Sunday, November 10, 2013


I came home from a meeting one day recently to find my four girls in the exact same place I had left them two hours earlier:  on the couch, staring blankly at the television.  The house was a mess, with dishes piled around them on the end tables and evidence of food preparation in the kitchen.  But they?  They had turned into zombies, mindlessly shoving food into their mouths as they stared at the pretty lights on the screen.

"New Rule," I bellowed.  "No TV unless it is educational!"

Wanting the definition of educational television, I explained that it meant nature shows, biography, history, documentaries, NOVA or National Geographic.  No, Arthur does not count.  No, Phineas and Ferb does not count.  No, even Disney does not count.  Those types of television will be allowed on special occasions such as family movie night or when Big Sister is babysitting.

After the general revolt, they began to warm to my new rule.  For several days, when there was down time and it felt like like a good time for a show, they learned about volcano's, sharks, whales, and tornadoes.  They came to me excited about new information they had learned.  Besides having to train my youngest daughter that just because it wasn't animation didn't make it educational, I thought the educational mandate was a huge success . . .

. . . until one day when I discovered that five year old watching this:

It was a proud moment, to be sure.  I put a kibosh on it right away, "This is NOT educational!"

"Yes, it is, Mom!  They teach you good stuff!  They teach how to put on make-up, do little dances, make pretty clothes, fix your hair and all kinds of stuff!"  

What, oh, what, am I to do with this one?!


  1. Oh my goodness! I just laughed and laughed and am still laughing. Yay for little girls. We love your family.

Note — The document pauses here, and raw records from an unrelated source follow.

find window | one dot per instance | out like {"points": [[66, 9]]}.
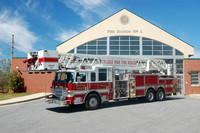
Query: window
{"points": [[194, 78], [93, 76], [82, 76], [179, 66], [178, 52], [102, 74]]}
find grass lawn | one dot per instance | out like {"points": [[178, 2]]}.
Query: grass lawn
{"points": [[13, 95]]}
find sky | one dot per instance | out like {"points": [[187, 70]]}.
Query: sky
{"points": [[44, 24]]}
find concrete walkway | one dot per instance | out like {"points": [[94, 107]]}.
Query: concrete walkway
{"points": [[42, 95], [23, 99]]}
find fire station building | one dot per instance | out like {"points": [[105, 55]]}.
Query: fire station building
{"points": [[126, 34]]}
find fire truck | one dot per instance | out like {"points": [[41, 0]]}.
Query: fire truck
{"points": [[95, 79]]}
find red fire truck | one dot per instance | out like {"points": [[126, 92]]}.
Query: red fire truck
{"points": [[92, 80]]}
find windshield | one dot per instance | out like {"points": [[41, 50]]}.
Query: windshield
{"points": [[67, 77]]}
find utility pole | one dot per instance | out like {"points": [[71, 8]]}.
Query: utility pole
{"points": [[12, 47]]}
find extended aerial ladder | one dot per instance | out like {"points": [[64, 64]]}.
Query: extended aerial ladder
{"points": [[49, 60]]}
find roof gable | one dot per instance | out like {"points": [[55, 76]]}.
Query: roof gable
{"points": [[125, 23]]}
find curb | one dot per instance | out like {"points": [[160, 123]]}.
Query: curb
{"points": [[23, 101]]}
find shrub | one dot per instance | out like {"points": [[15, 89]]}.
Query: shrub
{"points": [[15, 82]]}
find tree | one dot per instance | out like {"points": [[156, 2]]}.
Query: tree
{"points": [[15, 82]]}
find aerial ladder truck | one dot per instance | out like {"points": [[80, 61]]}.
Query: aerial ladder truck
{"points": [[94, 79]]}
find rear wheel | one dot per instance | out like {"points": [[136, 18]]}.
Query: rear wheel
{"points": [[150, 96], [92, 102], [160, 95]]}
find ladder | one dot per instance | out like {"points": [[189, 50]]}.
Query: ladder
{"points": [[69, 60]]}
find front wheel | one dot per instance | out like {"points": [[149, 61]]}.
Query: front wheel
{"points": [[150, 96], [160, 95], [92, 102]]}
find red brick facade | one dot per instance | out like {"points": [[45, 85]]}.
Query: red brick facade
{"points": [[32, 82], [191, 65]]}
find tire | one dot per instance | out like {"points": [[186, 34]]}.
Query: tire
{"points": [[150, 96], [160, 95], [92, 102]]}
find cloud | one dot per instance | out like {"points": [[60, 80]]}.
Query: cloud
{"points": [[64, 35], [196, 53], [13, 24], [87, 9]]}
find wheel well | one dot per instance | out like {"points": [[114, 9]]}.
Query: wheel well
{"points": [[92, 92]]}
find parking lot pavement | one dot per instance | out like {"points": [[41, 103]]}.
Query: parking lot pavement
{"points": [[176, 114]]}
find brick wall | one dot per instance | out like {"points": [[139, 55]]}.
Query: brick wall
{"points": [[191, 65], [32, 82]]}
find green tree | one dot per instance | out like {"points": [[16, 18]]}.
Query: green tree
{"points": [[15, 82]]}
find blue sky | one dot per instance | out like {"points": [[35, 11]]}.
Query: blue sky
{"points": [[43, 24]]}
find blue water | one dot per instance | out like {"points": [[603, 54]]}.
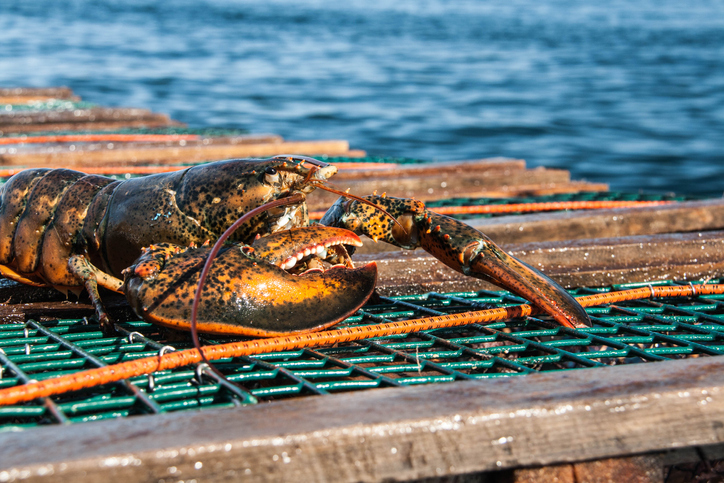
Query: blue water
{"points": [[625, 92]]}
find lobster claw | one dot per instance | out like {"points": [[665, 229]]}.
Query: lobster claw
{"points": [[460, 247], [244, 293], [493, 264]]}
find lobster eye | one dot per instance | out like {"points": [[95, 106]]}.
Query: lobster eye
{"points": [[271, 175]]}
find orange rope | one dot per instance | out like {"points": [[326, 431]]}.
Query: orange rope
{"points": [[530, 207], [83, 138], [138, 367]]}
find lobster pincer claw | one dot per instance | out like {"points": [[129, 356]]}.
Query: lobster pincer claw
{"points": [[460, 247], [247, 291]]}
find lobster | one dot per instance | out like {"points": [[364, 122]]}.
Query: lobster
{"points": [[69, 230]]}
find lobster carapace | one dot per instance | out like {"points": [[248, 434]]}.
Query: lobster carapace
{"points": [[69, 230]]}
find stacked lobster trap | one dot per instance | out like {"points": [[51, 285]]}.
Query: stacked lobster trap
{"points": [[529, 406]]}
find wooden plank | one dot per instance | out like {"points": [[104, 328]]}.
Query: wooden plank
{"points": [[648, 220], [64, 148], [442, 170], [395, 433], [425, 186], [583, 263], [95, 114], [680, 217], [89, 126], [173, 154], [47, 92], [15, 100], [321, 202]]}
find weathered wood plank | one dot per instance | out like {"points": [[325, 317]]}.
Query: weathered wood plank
{"points": [[572, 263], [94, 114], [67, 147], [46, 92], [173, 154], [396, 433], [648, 220], [440, 170], [425, 186], [89, 126]]}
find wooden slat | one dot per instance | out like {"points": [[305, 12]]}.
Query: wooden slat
{"points": [[95, 114], [60, 147], [160, 121], [396, 433], [680, 217], [582, 263], [498, 167], [173, 154], [427, 186], [46, 92], [648, 220]]}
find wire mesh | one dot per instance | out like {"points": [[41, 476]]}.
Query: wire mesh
{"points": [[625, 333]]}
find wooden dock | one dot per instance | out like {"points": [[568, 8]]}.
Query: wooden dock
{"points": [[628, 422]]}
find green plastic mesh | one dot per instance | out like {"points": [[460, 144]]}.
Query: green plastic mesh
{"points": [[624, 333]]}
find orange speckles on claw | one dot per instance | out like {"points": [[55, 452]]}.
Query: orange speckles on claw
{"points": [[147, 269]]}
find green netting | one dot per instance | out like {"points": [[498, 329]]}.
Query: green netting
{"points": [[624, 333]]}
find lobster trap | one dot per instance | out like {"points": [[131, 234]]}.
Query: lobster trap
{"points": [[624, 333]]}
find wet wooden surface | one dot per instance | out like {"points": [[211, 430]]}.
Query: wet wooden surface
{"points": [[398, 433], [173, 154], [575, 263]]}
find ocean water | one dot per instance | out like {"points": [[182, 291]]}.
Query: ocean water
{"points": [[629, 93]]}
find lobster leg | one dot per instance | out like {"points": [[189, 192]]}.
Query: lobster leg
{"points": [[92, 277], [460, 247]]}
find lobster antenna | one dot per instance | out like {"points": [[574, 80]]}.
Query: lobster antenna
{"points": [[326, 187], [316, 164], [295, 198]]}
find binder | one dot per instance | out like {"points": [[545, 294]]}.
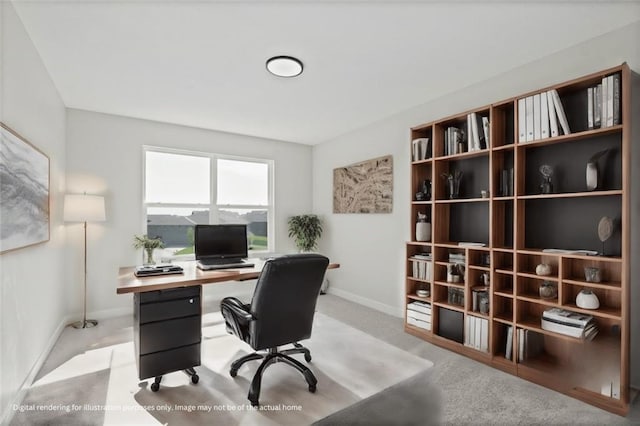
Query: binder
{"points": [[553, 118], [536, 117], [562, 118], [522, 122], [544, 116], [529, 114]]}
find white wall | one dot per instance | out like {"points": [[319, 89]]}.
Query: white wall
{"points": [[32, 289], [104, 156], [370, 247]]}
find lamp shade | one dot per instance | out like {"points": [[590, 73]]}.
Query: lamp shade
{"points": [[83, 208]]}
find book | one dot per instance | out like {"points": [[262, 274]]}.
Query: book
{"points": [[616, 99], [529, 118], [509, 345], [486, 131], [597, 106], [522, 121], [159, 269], [564, 316], [609, 101], [590, 110], [536, 117], [553, 117], [544, 116], [603, 114], [562, 118]]}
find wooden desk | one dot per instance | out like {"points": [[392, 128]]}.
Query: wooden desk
{"points": [[129, 283], [167, 311]]}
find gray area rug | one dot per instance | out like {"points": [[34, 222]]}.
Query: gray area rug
{"points": [[100, 386]]}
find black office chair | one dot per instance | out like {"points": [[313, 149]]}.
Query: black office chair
{"points": [[280, 313]]}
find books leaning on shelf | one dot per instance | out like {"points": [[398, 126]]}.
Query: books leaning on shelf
{"points": [[419, 315], [569, 323], [603, 103], [421, 148], [530, 344], [541, 116], [476, 333]]}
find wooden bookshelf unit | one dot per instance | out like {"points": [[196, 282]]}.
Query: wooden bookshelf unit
{"points": [[502, 223]]}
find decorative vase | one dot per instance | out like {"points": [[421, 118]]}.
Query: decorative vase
{"points": [[548, 290], [586, 299], [149, 253], [423, 231], [592, 274]]}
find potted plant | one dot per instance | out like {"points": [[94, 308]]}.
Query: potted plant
{"points": [[148, 244], [306, 229]]}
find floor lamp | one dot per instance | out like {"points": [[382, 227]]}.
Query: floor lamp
{"points": [[84, 208]]}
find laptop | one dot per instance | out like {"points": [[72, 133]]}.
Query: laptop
{"points": [[221, 246]]}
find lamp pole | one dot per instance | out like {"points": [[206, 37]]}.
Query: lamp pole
{"points": [[85, 323]]}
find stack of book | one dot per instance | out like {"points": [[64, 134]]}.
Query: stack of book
{"points": [[541, 116], [603, 103], [422, 266], [569, 323], [419, 315], [159, 269], [476, 333]]}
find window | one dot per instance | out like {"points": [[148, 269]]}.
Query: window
{"points": [[182, 189]]}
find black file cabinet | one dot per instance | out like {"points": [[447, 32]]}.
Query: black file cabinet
{"points": [[167, 332]]}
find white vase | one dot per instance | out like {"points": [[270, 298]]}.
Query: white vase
{"points": [[423, 231]]}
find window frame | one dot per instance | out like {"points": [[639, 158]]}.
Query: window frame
{"points": [[213, 206]]}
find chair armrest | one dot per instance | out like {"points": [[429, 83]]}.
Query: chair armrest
{"points": [[237, 307]]}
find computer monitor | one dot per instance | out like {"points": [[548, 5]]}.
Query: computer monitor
{"points": [[220, 241]]}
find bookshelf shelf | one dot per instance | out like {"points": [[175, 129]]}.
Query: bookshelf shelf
{"points": [[517, 225]]}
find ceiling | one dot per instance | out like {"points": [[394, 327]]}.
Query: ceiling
{"points": [[202, 63]]}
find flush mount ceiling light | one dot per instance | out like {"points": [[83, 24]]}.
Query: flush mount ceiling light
{"points": [[284, 66]]}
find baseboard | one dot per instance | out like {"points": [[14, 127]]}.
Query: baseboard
{"points": [[373, 304], [7, 415]]}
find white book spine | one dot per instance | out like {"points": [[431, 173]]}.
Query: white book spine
{"points": [[553, 117], [562, 118], [603, 114], [529, 114], [610, 101], [597, 106], [522, 121], [544, 116], [536, 117], [590, 114], [487, 131]]}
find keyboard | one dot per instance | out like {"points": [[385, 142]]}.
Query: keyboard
{"points": [[212, 264]]}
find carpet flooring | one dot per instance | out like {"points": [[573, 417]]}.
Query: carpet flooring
{"points": [[99, 385]]}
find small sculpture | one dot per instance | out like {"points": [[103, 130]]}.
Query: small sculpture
{"points": [[605, 230], [453, 183], [546, 187], [592, 170], [543, 269]]}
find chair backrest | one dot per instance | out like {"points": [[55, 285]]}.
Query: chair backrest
{"points": [[285, 298]]}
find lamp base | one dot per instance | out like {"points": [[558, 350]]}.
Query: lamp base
{"points": [[85, 324]]}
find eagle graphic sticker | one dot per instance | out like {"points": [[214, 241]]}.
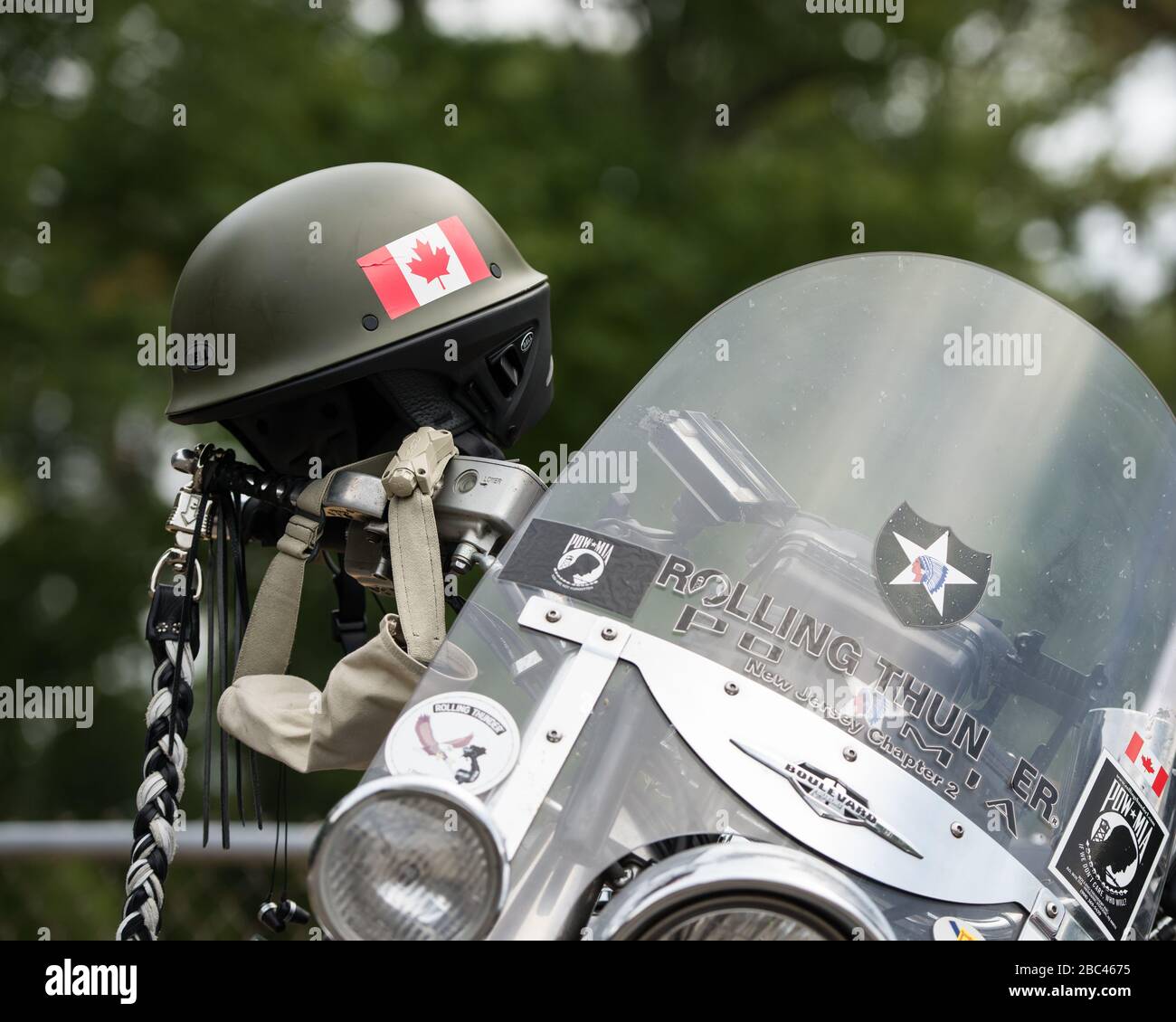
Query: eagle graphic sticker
{"points": [[1110, 849], [459, 736], [599, 570], [927, 576]]}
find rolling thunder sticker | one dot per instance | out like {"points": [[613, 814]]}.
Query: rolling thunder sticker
{"points": [[459, 736], [1110, 849], [921, 729], [423, 266], [599, 570]]}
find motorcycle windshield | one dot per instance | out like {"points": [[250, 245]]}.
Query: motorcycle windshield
{"points": [[885, 547]]}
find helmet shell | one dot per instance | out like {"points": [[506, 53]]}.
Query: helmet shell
{"points": [[280, 274]]}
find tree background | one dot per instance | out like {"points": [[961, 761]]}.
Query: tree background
{"points": [[569, 110]]}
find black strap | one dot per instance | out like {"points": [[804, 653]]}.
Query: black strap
{"points": [[348, 623]]}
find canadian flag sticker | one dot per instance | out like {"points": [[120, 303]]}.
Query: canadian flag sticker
{"points": [[423, 266], [1147, 762]]}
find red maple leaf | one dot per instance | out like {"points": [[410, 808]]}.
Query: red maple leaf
{"points": [[430, 262]]}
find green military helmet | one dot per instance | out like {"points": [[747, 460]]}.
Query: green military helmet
{"points": [[336, 313]]}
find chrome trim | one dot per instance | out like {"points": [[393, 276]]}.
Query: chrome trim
{"points": [[560, 716], [473, 810], [963, 866], [722, 869]]}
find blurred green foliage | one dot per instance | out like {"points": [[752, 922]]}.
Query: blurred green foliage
{"points": [[831, 120]]}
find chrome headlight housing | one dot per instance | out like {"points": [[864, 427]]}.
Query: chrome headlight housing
{"points": [[741, 892], [408, 858]]}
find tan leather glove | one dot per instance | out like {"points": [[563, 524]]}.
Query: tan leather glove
{"points": [[340, 727]]}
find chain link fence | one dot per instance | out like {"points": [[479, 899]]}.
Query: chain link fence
{"points": [[63, 881]]}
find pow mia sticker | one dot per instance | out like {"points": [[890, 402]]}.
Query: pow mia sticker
{"points": [[459, 736], [928, 578], [1110, 849], [602, 571]]}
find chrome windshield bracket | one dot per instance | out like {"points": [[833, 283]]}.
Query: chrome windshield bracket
{"points": [[563, 712], [1049, 921]]}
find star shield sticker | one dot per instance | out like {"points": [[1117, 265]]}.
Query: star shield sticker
{"points": [[925, 574]]}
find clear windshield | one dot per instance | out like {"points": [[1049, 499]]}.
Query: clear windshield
{"points": [[800, 451]]}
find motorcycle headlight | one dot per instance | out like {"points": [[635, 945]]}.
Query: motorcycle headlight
{"points": [[408, 858], [741, 893]]}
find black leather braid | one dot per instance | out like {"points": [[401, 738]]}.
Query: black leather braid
{"points": [[165, 756], [173, 634]]}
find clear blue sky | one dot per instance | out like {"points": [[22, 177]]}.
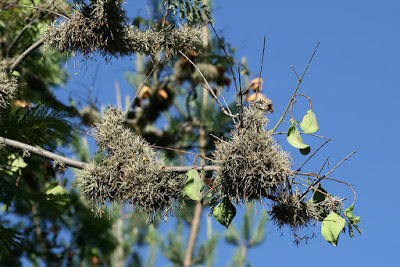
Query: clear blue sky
{"points": [[353, 82]]}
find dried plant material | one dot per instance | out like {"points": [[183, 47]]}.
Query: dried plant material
{"points": [[162, 94], [252, 165], [130, 171], [8, 87], [90, 116], [103, 28], [145, 92], [256, 84]]}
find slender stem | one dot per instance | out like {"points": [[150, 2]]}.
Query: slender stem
{"points": [[209, 87], [295, 90], [43, 9], [21, 57], [193, 235], [227, 57], [143, 84], [43, 153]]}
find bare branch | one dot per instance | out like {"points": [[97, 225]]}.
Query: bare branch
{"points": [[44, 153], [143, 84]]}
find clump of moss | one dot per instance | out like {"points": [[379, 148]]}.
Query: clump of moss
{"points": [[102, 27], [252, 165], [8, 87], [130, 171]]}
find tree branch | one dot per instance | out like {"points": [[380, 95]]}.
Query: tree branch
{"points": [[79, 164], [43, 153]]}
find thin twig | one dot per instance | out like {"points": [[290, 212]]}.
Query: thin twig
{"points": [[227, 57], [26, 53], [295, 72], [319, 136], [297, 87], [165, 14], [337, 165], [143, 84], [44, 153], [262, 64], [209, 87], [302, 165]]}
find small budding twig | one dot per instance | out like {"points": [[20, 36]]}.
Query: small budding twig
{"points": [[300, 79], [262, 63], [315, 152], [24, 54]]}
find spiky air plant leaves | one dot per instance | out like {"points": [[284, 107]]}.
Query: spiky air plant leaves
{"points": [[130, 171], [194, 185], [251, 164], [8, 87], [102, 27]]}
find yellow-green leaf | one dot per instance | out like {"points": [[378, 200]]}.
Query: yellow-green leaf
{"points": [[194, 185], [224, 212], [294, 139], [331, 227], [309, 123]]}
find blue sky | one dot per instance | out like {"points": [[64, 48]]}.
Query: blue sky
{"points": [[354, 88]]}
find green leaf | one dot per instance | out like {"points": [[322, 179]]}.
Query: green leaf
{"points": [[194, 185], [224, 212], [56, 190], [309, 123], [294, 139], [349, 214], [331, 227], [318, 196], [16, 163]]}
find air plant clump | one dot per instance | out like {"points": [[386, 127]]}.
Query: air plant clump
{"points": [[130, 171], [8, 87], [291, 211], [252, 165], [102, 27], [297, 213]]}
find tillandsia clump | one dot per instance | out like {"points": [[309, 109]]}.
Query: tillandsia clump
{"points": [[297, 213], [130, 171], [8, 87], [102, 26], [252, 165]]}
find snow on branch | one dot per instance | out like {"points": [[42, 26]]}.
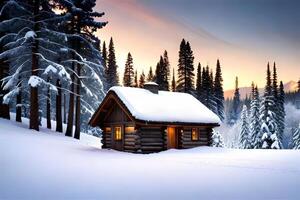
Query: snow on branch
{"points": [[35, 81]]}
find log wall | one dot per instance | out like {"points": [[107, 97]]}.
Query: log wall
{"points": [[132, 142], [152, 139]]}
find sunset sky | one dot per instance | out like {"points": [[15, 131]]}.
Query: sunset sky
{"points": [[243, 34]]}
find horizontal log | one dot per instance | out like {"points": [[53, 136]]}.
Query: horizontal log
{"points": [[152, 140]]}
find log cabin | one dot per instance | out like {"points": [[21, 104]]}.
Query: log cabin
{"points": [[146, 120]]}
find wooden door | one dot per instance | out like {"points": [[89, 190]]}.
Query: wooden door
{"points": [[171, 137], [118, 138]]}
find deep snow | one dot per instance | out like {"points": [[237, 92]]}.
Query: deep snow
{"points": [[48, 165], [165, 106]]}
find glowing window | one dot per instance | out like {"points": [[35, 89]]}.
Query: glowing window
{"points": [[118, 133], [107, 129], [129, 129], [195, 134]]}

    Good job on the TV restrictions. You are a good mom. I am often impressed by your children: their kindness and friendship to others and their siblings, their courage to go off into the world to follow dreams, their work ethics, their love of books, their creativity and ability to think outside the box, their confidence in who they are and Nathan raves about number four's drawing abilities from sitting next to you guys one Sunday. None of those things can be taught through TV. Good job, Mom.

  2. Oh that's funny! Kudos to her! My husband is doing a Masters of Nursing Education program right now and just finished a paper that talked about "informal" learning (such as tv) and that not all learning is good learning. This sure made me smile!